Another potential issue to look out for, is that on my CFW-10A SBIG filter wheel, there is very little clearance between the threaded inserts holding the filters and the case. I found that only a few filters are a little longer, and a few do not thread in all the way. Not sure if its the carosel threads or the filter. Changing positions of the filters did provide a bandaid. This suggests a little of both. This cause the wheel to hang up occasionally.
Not sure the CFW-8 has the same minimal clearance.
As can be seen from the light curve generator, the V band values should be around V=11.8, and the B band values should be around B=12.3. If you are measuring B only a few hundredths fainter than V, then there is likely an error somewhere.
The first thing to do is to look at the magnitude difference between the various comparison stars, on both your V image and your B image. For example, the 124 comparison (000-BLS-549) and the 128 comparison (000-BLS-555) are a good pair to work with. Their standard magnitude differences are:
B: 13.270 - 13.230 = -0.040
V: 12.789 - 12.427 = 0.362
So compare these differences with the differences you obtain from your own images. If, for example, you get nearly 0.362 as the difference for both your "B" image and your "V" image, then most likely your filter wheel did not move, and both images were taken through the V filter. If you instead get nearly -0.040 as the measured difference for these two comp stars on either the "B" or the "V" image, then the filter wheel did not move, and both images were taken through the B filter. This is an easy way to test the filter wheel (and a way that I also test an unknown image to see what filter was used).

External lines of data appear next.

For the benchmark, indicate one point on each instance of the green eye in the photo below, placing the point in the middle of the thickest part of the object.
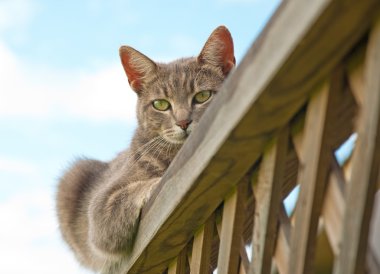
(202, 96)
(161, 104)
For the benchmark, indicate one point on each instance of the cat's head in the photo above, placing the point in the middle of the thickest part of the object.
(172, 97)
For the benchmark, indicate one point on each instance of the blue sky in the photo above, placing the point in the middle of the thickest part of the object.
(63, 94)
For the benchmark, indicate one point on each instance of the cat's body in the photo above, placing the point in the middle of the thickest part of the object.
(99, 203)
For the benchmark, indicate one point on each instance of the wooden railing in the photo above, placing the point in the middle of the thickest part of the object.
(310, 81)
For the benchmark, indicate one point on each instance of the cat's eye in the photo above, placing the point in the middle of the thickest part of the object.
(202, 96)
(161, 104)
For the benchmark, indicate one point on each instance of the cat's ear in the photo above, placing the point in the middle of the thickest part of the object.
(219, 50)
(137, 66)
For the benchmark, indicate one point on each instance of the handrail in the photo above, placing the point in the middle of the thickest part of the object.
(300, 46)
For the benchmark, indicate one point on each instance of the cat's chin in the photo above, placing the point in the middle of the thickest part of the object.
(176, 141)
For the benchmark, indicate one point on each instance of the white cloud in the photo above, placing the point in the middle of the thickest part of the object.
(16, 13)
(29, 237)
(17, 166)
(35, 91)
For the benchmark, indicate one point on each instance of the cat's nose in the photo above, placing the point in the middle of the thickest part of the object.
(184, 124)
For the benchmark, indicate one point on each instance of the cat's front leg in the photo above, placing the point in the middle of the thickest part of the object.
(114, 215)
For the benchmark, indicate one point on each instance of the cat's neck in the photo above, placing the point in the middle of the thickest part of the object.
(153, 145)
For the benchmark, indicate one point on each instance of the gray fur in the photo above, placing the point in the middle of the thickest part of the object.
(99, 204)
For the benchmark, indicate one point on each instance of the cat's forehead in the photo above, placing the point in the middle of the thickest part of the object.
(188, 75)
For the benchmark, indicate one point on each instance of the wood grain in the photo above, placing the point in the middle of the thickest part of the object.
(232, 230)
(270, 85)
(179, 264)
(268, 193)
(314, 170)
(201, 255)
(365, 167)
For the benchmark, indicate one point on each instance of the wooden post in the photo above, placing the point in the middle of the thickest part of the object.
(201, 255)
(314, 169)
(232, 228)
(268, 199)
(365, 168)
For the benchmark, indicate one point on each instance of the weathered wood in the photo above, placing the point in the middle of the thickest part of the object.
(316, 157)
(365, 167)
(281, 253)
(201, 255)
(265, 91)
(232, 230)
(333, 207)
(268, 199)
(179, 264)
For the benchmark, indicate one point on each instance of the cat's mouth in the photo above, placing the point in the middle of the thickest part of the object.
(176, 136)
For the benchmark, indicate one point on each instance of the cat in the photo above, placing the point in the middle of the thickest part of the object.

Let's assume that you got a comparison star difference of, say, 0.05 for the B image and 0.41 for the V image. Then you can be pretty much convinced that the images were taken through the correct filters, and you have to look elsewhere for the problem.
The first and most likely problem is that you used the V magnitude for the comparison stars for both the B image and the V image, rather than B magnitudes for the B image and V magnitudes for the V image. This is an easy mistake to make if you are "rolling your own", using say a spreadsheet or calculator to calculate the standardized photometry. Usually, using something like VPHOT avoids this problem, as long as the filter is correctly listed in the image FITS header (you should check this as well).
Some other possibiliites: your filters may not be standard B and V (I've seen mismarked filters before). This is easy to detect by visually looking through them, as obviously the B filter will be blue and the V filter green. Don't count on the reflected color, as interference filters reflect light differently than colored glass filters. You could also have a very large transformation coefficient for the B filter, so that your untransformed values are quite wrong (though this amount of error is very rare). You could have entered the photometry values of the comparison stars incorrectly in your calculation. Your B filter could have a very large red leak (also uncommon these days).
The bottom line, when you are very discrepant from others, is to start with the most basic tests and then move to more and more exotic ones. If you can't find a solution, then it may mean that the data you are comparing against is wrong and you are right, so don't just discard discrepant data. (However, in this case, you are comparing against many other observers, not just one, and so you are likely to be the wrong data!).